Rodger Daughtry, singer of legendary rock group The Who, once proclaimed that “I hope I die before I get old”. John Lennon himself said he hoped he wouldn’t still be singing “She Loves You” at age 40 (an age he sadly never made it past, RIP), and many popular musicians throughout the world revel in their youth. When our heroes get old, should they still be alive or remembered, we endlessly compare them to who they once were, which although is pure injustice is the status quo. While many go out revered, they go out with a fizzle, or at the least past their prime.
There is one man, however, who not only has persisted but has torn down the notion of age affecting the sharpness of a musical mind of the nimble ability of aged hands. He is one of my all time heroes: Ravi Shankar. Ravi Shankar is a held in esteem as THE best sitar player the world has seen (the sitar is a 20-ish string Indian lute), and is a composer of legendary status that has not only done the most for Indian classical music than any other single person, but has introduced it to the mainstream west and with his compositions masterfully blended the mathematical western traditions and the more philosophical traditions of the east that many thought were incompatible on any grand orchestral level. He is without a doubt, India’s most prolific and important musical ambassador, and through him many come to appriciate the country’s rich and vibrant culture. Here is a younger Ravi:
While Ravi was well-known throughout Indian circuits before the 60’s, it was during the 60’s, through his friendship with George Harrison, that he took America by storm, playing the Monterey and Woodstock music festivals. Where time has slowed some down, Ravi continued expanding his mastery and finesse, writing new pieces, including an awesome sitar concerto for orchestra published in 2008. April 7th, 2011 marked his 91st birthday, but unlike many 91 year-olds, Ravi is still out touring, sharing his love of his musical tradition and the deep spiritual devotion that comes with Indian music. As some may think, it is not just a freak show, a chance to see some awesome old person sit there and try and imitate themselves that you can brag about seeing. Ravi still has it. Despite his age and the complications that must come with it, Shankar has not lost a step. He still has an amazing ear for his ragas, and when needed he cans till rip up and down the sitar’s neck.

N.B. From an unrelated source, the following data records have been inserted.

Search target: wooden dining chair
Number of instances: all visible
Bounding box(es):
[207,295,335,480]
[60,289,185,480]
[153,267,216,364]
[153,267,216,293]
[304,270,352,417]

Here is the master in all his ripeness and glory:
Indian music (which will be explained in a later post) varies dramatically from western music in theory, and is all improvised from a set of ragas (until later, just think of them as scales or modes). The fact he at age 91 is still on the road and has a sharp enough mind to still keep producing his magic and have his body keep up with him is a strong testament to his devotion to his religion and music, which requires a vegetarian lifestyle, no drugs or drinking, and no illicit sex. Happy (belated) 91st birthday pandit Ravi Shankar. From the Selective Listening team, you da’ man!